Est-ce par hasard qu’Israël a donné son feu vert lundi à la construction de 112 logements dans une implantation de Cisjordanie occupée ? Est-ce par hasard que l’annonce a été faite au moment même de la reprise des discussions indirectes entre les deux parties via les Etats-Unis, mais aussi au moment de la visite de deux personnalités politiques américaines venues relancer le processus de paix, l’émissaire pour le Proche-Orient George Mitchell et le vice-président américain Joe Biden ?
La réponse est sans doute par la négation. En faisant cette annonce, Israël donne le ton : il ne faut pas s’attendre à la moindre concession. C’est donc le scepticisme qui règne. Dans un tel climat, et l’annonce israélienne, on se demande comment il sera possible d’avancer sur une question-clé, notamment celle des colonies. Sans compter les autres dossiers brûlants : Jérusalem, le tracé des frontières, le droit de retour, etc.
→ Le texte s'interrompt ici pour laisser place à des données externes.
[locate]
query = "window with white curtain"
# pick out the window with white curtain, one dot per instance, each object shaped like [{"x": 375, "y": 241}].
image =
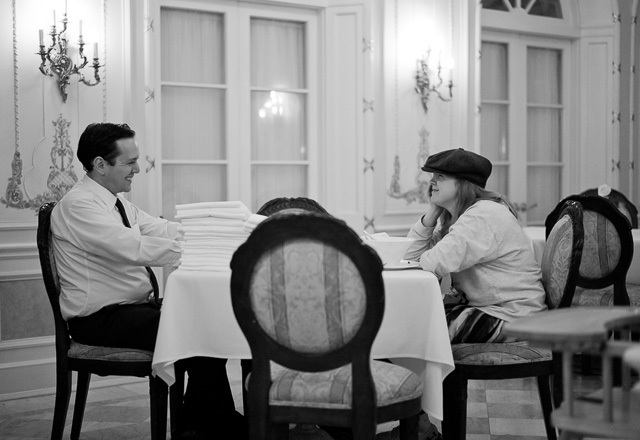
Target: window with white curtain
[{"x": 235, "y": 102}]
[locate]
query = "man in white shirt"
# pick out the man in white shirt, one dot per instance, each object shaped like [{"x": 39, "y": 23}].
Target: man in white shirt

Dans de telles conditions, les Etats-Unis, parrain principal du processus de paix, tentent tant bien que mal d’intensifier leurs efforts. L’objectif se limite désormais à reprendre langue uniquement. D’ailleurs, ce ne sont ni les Israéliens, ni les Palestiniens qui ont annoncé la reprise des négociations, mais les Américains. « A ma connaissance, (les négociations) ont commencé. Elles sont en cours. Pour ce qui est de leur contenu, George Mitchell est en train de rentrer (à Washington). Il rendra compte à la secrétaire » d’Etat Hillary Clinton, a déclaré dimanche soir le porte-parole du Département d’Etat, Philip Crowley. Cette semaine a ainsi vu un chassé-croisé américain dans la région. D’abord George Mitchell, qui a quitté la région dimanche après des entretiens avec les responsables des deux parties, ensuite Joe Biden, actuellement sur place.
Mais les efforts américains font face à l’intransigeance israélienne. En se félicitant de la reprise des pourparlers, le premier ministre israélien a rappelé les exigences israéliennes. Des exigences qui n’augurent rien de bon. Tout règlement de paix doit se fonder sur deux principes : « La reconnaissance d’Israël par les Palestiniens comme Etat du peuple juif et des arrangements garantissant sa sécurité », a-t-il dit.
Avec ces deux « conditions » et avec l’annonce de la construction de nouvelles colonies à Jérusalem, le scepticisme est le mot d’ordre. Déjà, avant même cette annonce, c’est avec des réserves que l’Organisation de Libération de la Palestine (OLP) a accepté dimanche de mener pendant une durée limitée (4 mois) des « négociations de proximité » avec Israël via le sénateur George Mitchell. Si les Etats-Unis sont parvenus à franchir un obstacle majeur en arrachant cet accord aux Palestiniens, les analystes restent très sceptiques sur les chances de succès, notamment en raison des obstacles israéliens sur l’ensemble des questions essentielles.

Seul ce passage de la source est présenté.